輝一、来て早々悪いけど龍二君と泰明と文也さんと一緒に買い出し行って来てちょうだい」
「あ、はい」
「麗華ちゃん、陽一君と一緒に下町にある和菓子店でお団子買ってきて頂戴」
「はーい」
「あいよー」
「里奈と真理奈さんは私達と一緒に、台所の準備と明日の墓参りの準備をお願い」
「はーい」
「私、麗華お姉ちゃんのと一緒に行く!」
「あ!俺も!」
「僕もぉ!」
果穂の意見に賛同するようにして、大雅と拓海は手を挙げて自分も行くとアピールした。里奈と真理奈は少し困った表情を浮かべながら、やんわりと説得を始めた。

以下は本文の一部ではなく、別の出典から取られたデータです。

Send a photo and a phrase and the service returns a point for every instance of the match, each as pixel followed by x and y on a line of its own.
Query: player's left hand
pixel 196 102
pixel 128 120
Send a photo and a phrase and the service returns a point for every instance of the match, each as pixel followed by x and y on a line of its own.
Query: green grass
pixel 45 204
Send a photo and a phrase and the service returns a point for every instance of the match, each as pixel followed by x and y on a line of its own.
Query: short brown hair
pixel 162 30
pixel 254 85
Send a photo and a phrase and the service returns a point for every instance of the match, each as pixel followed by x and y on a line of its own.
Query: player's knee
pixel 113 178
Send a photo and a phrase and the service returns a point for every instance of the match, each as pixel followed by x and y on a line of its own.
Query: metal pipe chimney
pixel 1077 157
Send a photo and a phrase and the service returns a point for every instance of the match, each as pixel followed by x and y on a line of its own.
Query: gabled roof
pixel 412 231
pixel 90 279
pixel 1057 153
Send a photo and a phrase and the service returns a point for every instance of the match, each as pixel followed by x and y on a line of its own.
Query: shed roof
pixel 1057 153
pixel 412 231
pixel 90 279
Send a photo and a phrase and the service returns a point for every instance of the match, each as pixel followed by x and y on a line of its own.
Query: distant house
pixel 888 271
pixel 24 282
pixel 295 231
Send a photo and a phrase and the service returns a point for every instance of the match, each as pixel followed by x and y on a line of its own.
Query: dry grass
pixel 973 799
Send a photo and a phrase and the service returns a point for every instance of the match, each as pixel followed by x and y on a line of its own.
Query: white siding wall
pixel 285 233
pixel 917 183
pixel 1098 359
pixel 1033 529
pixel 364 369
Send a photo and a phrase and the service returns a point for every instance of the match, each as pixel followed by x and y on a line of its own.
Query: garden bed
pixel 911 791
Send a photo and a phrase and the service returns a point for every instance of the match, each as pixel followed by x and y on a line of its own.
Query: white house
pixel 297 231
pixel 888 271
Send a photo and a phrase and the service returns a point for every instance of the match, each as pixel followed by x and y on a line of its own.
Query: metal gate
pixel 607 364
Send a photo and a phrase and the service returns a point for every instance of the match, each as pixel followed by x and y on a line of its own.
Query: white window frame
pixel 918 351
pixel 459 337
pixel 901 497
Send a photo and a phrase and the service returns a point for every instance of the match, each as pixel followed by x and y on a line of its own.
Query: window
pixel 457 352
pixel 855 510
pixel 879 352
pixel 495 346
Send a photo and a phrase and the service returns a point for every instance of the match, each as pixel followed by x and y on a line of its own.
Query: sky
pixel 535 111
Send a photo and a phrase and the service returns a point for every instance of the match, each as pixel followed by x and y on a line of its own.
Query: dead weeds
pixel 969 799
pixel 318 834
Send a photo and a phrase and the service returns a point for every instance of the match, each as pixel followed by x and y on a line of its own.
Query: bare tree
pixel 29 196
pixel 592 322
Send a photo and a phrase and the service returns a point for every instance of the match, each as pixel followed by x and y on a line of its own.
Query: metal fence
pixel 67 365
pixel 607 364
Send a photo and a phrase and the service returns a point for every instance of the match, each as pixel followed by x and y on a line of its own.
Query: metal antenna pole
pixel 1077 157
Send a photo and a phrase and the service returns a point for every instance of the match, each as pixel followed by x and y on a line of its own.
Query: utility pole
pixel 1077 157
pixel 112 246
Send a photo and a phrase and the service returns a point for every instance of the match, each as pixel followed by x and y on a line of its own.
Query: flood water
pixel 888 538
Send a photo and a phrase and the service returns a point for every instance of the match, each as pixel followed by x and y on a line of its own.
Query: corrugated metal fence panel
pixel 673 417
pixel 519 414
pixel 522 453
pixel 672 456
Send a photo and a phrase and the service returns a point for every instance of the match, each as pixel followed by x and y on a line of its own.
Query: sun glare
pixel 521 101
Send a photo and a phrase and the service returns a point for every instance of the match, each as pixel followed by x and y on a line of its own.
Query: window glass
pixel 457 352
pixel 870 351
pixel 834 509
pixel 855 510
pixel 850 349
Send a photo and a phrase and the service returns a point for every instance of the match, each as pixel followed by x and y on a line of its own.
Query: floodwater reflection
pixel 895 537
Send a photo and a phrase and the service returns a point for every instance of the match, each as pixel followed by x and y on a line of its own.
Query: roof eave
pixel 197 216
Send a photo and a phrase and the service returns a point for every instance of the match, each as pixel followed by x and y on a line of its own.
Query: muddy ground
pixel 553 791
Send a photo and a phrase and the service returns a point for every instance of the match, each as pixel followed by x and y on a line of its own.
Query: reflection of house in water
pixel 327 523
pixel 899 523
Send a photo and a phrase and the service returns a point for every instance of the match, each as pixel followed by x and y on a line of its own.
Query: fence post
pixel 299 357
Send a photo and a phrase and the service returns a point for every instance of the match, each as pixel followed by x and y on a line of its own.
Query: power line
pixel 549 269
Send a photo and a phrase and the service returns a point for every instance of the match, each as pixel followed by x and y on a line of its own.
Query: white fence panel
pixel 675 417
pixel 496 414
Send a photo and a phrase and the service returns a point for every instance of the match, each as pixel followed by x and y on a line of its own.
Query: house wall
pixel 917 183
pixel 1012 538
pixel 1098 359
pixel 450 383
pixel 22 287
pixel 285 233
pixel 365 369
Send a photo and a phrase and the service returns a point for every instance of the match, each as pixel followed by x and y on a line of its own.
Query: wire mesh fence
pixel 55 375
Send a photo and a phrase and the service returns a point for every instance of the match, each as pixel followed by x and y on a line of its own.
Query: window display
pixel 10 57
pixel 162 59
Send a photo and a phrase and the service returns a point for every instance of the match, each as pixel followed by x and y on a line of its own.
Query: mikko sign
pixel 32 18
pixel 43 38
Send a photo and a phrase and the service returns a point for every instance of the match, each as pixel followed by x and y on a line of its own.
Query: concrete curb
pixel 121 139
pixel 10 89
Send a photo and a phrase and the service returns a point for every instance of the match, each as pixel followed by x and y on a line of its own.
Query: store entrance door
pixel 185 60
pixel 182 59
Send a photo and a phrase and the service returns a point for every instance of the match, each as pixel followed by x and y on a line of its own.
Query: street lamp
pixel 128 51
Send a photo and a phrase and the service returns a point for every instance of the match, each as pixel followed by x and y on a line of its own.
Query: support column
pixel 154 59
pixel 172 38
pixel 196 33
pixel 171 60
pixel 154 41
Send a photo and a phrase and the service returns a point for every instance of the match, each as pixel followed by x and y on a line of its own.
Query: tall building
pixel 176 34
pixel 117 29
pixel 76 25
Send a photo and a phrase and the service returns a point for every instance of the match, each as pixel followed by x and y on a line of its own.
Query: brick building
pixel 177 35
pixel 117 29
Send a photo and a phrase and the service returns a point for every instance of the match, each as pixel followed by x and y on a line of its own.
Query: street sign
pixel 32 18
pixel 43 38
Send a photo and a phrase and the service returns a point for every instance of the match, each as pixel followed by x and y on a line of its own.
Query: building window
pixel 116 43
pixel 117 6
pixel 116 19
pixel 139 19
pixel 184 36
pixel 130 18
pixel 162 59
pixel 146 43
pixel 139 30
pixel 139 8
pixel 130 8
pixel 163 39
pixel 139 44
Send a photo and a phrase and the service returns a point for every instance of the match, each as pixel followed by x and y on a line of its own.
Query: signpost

「大雅、お姉ちゃん達が行く所は坂を下った所にあるの。とっても遠いの。
だから、お母さんと一緒にお家でお祖母ちゃんのお手伝いしよう。ね?」
「嫌だ!」
「大雅ぁ……」
「拓海、今から行く所はたくさん歩くの。疲れても誰も抱っこもおんぶもしないよ?」
「でもお姉ちゃん行くじゃん。だから僕も行く!」
「お姉ちゃんも行かないわよ」
「私は行くけど」
「果穂!!」
「拓海はママと一緒にお留守番!
泣き喚かれたら困るし」
「嫌だぁ!行きたいぃ!」
「里奈さん、果穂の事は私が見ますので……」
「大雅も俺等がしっかり見とるから、真理奈さんは安心して体休めて下さい」
「でも、任せるのは」
「大丈夫よ。うちの息子、こう見えて結構小さい子の面倒見は良いから。
それに、麗華ちゃんもしっかりしてるし、何かあったら焔達が守ってくれるわよ」
「……じゃあ、お言葉に甘えて。
麗華ちゃん、陽一君、大雅の事お願い」
「応!任せとき!」
胸を軽く叩く大輔と嬉しそうな表情を浮かべる大雅の姿を見て、拓海は半泣きしながら里奈に言った。
「大雅お兄ちゃんもいいんだから、僕もいいでしょ?!
ねぇ、僕も行く!僕も!」
「里奈さん、もう面倒なんで連れて行きます」
「本当に申し訳ない……麗華ちゃん」
「そんな、土下座しなくても」
「土下座するなら、拓海を抑え込めばいいじゃん」
「アンタが行かなきゃ全て収まるの!!」
怒鳴る里奈を文也は連れて、二階の部屋へと行った。泰明が何かを言い掛けた時、真理奈と龍二は慌てて口を塞いだ。
夕方……
ヒグラシが鳴く中、街灯が点々と点く坂を輝三は歩いていた。
「あぁ!ジィジ!」
後ろから聞き覚えのある声が聞こえ、振り返ると袋を二つ持った麗華と彼女の手を繋ぎ歩く大雅、陽一におんぶされた拓海と、不機嫌そうに頬を膨らませる果穂が歩いていた。
「どうしたんだ?お前等」
「団子買いに下の町まで行ってて、その帰り」
「……拓海は何でおんぶされてんだ?」
「長い距離歩いたから、疲れたって」
(二倍疲れたわ……)
「ジィジ、早く帰ろう!バァバが美味しいご飯作って待ってるよ!」
「そうだな。
拓海、もうすぐ家だ。こっからは自分で歩け」
「ハーイ……」
陽一の背中から降りた拓海は、彼の手を握って歩き出した。果穂は輝三の手を引きながら帰路を歩いて行った。
「ただいまぁ!
ジィジも帰って来たよー!」
玄関の引き戸を勢い良く開きながら、果穂は靴を脱ぎ揃えると家に上がった。彼女の後を追うようにして、拓海は玄関の台に座り靴を脱ごうと、手を掛けた。
「里奈ぁ!タオル持って来い!」
「ハーイ!
って果穂、拓海は?」
「玄関にお姉ちゃんといるよ」
「拓海の靴脱ぐの、手伝ってあげなさい!!」
「手ぇ出そうとすると、いつも『自分でやる!』って泣きわめくから嫌だ!」
「アンタねぇ!!」
「里奈、少し怒り過ぎだ。
果穂、大雅連れて手ぇ洗ってこい」
「はーい。
大雅行くよ!」
「あ!待って!」
靴を脱ぎ揃えると、大雅は慌てて果穂の後を追い掛けていった。拓海は二人を見ると、慌てて靴を脱ぎ捨てて彼等の後を追い掛けた。
「拓海!靴は揃えなさい!
もう!」
靴を脱ぎ揃えた麗華と陽一は、台所から出て来た美子に団子と道中近所の人から頂いた物を渡した。